Chapter 5 — McCulloch–Pitts, Threshold Logic, Perceptron
Chapter 5 — McCulloch–Pitts, Threshold Logic & Perceptron
Unit II · Introduction to Neural Networks
1. McCulloch–Pitts (MCP) Unit
The MCP neuron (1943) is the simplest computational neuron. It has binary inputs \(x_i \in \{0,1\}\), fixed weights \(w_i \in \{-1,+1\}\) (excitatory/inhibitory), and fires (output = 1) if the weighted sum exceeds threshold \(\theta\):
\[y = \begin{cases}1 & \sum_i w_i x_i \ge \theta \\ 0 & \text{otherwise}\end{cases}\]
MCP units can compute Boolean functions. AND: weights = 1, threshold = n (number of inputs). OR: weights = 1, threshold = 1. NOT: inhibitory weight -1.
- AND gate: \(y=1\) iff all inputs are 1.
- OR gate: \(y=1\) iff at least one input is 1.
- NAND is functionally complete — any Boolean function can be expressed using only NAND gates.
2. Thresholding Logic (TLU)
A Threshold Logic Unit generalises MCP by allowing real-valued weights.
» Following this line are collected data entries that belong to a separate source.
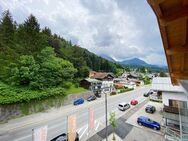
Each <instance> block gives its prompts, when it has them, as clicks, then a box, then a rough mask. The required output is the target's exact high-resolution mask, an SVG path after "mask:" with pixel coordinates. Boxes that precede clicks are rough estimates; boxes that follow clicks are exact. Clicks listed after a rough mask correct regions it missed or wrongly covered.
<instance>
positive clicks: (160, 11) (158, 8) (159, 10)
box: [147, 0, 163, 17]
mask: <svg viewBox="0 0 188 141" xmlns="http://www.w3.org/2000/svg"><path fill="white" fill-rule="evenodd" d="M147 1H148V3H149V4H150V6H151V8H152V9H153V11H154V13H155V14H156V16H157V17H161V16H163V13H162V11H161V8H160V6H159V3H158V2H157V1H158V0H147Z"/></svg>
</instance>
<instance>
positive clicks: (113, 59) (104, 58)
mask: <svg viewBox="0 0 188 141" xmlns="http://www.w3.org/2000/svg"><path fill="white" fill-rule="evenodd" d="M100 56H101V57H102V58H104V59H106V60H108V61H110V62H116V61H115V60H114V59H113V58H112V57H110V56H108V55H105V54H102V55H100Z"/></svg>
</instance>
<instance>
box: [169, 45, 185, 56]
mask: <svg viewBox="0 0 188 141" xmlns="http://www.w3.org/2000/svg"><path fill="white" fill-rule="evenodd" d="M166 53H167V55H174V54H184V53H188V45H186V46H175V47H173V48H169V49H166Z"/></svg>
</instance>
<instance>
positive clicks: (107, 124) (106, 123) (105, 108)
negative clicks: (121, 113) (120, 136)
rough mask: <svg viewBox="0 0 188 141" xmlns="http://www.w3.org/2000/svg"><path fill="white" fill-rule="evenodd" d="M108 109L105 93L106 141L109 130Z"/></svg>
mask: <svg viewBox="0 0 188 141" xmlns="http://www.w3.org/2000/svg"><path fill="white" fill-rule="evenodd" d="M107 112H108V109H107V93H106V92H105V113H106V114H105V118H106V141H108V129H107V126H108V114H107Z"/></svg>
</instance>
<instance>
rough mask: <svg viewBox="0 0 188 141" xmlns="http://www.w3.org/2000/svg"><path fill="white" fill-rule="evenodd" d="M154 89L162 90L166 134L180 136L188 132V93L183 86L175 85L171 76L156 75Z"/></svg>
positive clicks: (153, 86)
mask: <svg viewBox="0 0 188 141" xmlns="http://www.w3.org/2000/svg"><path fill="white" fill-rule="evenodd" d="M152 89H153V90H157V91H161V92H162V103H163V109H161V110H162V111H163V121H164V127H165V130H166V134H167V135H168V134H170V135H172V134H173V136H176V137H177V139H178V138H180V131H182V135H187V134H188V94H187V92H186V91H185V90H184V88H183V87H182V86H173V85H172V82H171V79H170V77H155V78H153V81H152ZM173 140H174V139H173Z"/></svg>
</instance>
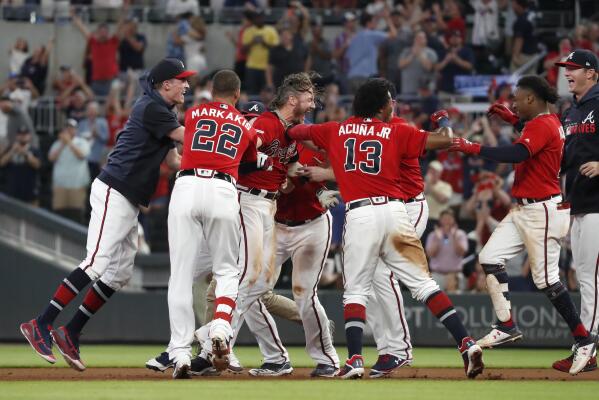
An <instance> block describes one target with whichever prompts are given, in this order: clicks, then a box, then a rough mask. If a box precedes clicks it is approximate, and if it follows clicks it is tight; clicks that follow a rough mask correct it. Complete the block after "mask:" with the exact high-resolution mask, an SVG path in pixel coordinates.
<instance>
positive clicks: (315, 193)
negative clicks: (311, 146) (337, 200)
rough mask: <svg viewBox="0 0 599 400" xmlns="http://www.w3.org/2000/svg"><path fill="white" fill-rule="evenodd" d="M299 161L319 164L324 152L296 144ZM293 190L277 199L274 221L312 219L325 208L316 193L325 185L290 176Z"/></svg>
mask: <svg viewBox="0 0 599 400" xmlns="http://www.w3.org/2000/svg"><path fill="white" fill-rule="evenodd" d="M298 151H299V162H300V163H301V164H302V165H308V166H319V165H321V164H322V163H323V162H324V161H325V157H324V154H322V153H320V152H317V151H314V150H311V149H308V148H305V147H303V146H301V145H298ZM290 180H291V183H292V184H293V190H292V191H291V192H290V193H287V194H281V197H279V198H278V199H277V213H276V214H275V220H276V221H293V222H301V221H307V220H309V219H313V218H316V217H318V216H319V215H321V214H323V213H324V212H325V211H326V210H325V209H324V208H323V207H322V206H321V205H320V202H319V201H318V197H316V193H317V192H318V191H319V190H320V189H323V188H324V187H325V186H324V185H323V184H322V183H321V182H310V181H307V180H306V179H305V178H290Z"/></svg>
It represents a halfspace (linear threshold function). Any linear threshold function can be expressed as: \(y = H(w^\top x - \theta)\) where \(H\) is the Heaviside step function.
The set of all functions computable by a single TLU is the set of linearly separable Boolean functions — these are a strict subset of all Boolean functions (XOR is not linearly separable).
Exam-ready points- For \(n\) binary inputs, there are \(2^{2^n}\) Boolean functions but only \(O(2^{n^2})\) are linearly separable.
- Bias term \(b = -\theta\) absorbs the threshold: \(y = H(w^\top x + b)\).
3. Perceptron
Rosenblatt's Perceptron (1958) adds learning to the TLU. It uses the sign activation and a simple update rule:
\[w \leftarrow w + \eta\,(y - \hat{y})\,x\]
where \(\eta\) is the learning rate, \(y\) is the true label (\(\pm 1\)), and \(\hat{y} = \text{sign}(w^\top x)\).
Perceptron Convergence Theorem: If data is linearly separable, the perceptron will converge to a separating hyperplane in a finite number of steps.
def perceptron_train(X, y, lr=0.1, epochs=100):
w = np.zeros(X.shape[1]); b = 0
for _ in range(epochs):
for xi, yi in zip(X, y):
y_hat = np.sign(w @ xi + b)
if y_hat != yi:
w += lr * yi * xi
b += lr * yi
return w, b
Exam-ready points
- Perceptron update: only triggers on misclassified samples.
- Does NOT converge on non-linearly separable data.
- Multi-layer Perceptron (MLP) solves XOR by stacking layers with non-linear activations.
Worked Example — Perceptron learns AND
import numpy as np
X = np.array([[0,0],[0,1],[1,0],[1,1]]); y = np.array([-1,-1,-1,1])
w, b, lr = np.zeros(2), 0.0, 0.1
for epoch in range(20):
for xi, yi in zip(X, y):
if np.sign(w @ xi + b) != yi:
w += lr * yi * xi; b += lr * yi
print(f"w={w}, b={b:.2f}")
# Verify: all correctly classified after convergence
Exercises
- Design an MCP network (two-layer) that computes XOR.
- Apply the Perceptron learning rule step by step for the OR function starting from \(w=[0,0], b=0\).
- State the Perceptron Convergence Theorem and its conditions.
Viva Questions
- How does the Perceptron differ from the MCP neuron?
- What is the Perceptron Convergence Theorem?
- Why can a single perceptron not learn XOR?
- What role does the bias play in the perceptron model?
- How did Minsky and Papert's 1969 book affect neural network research?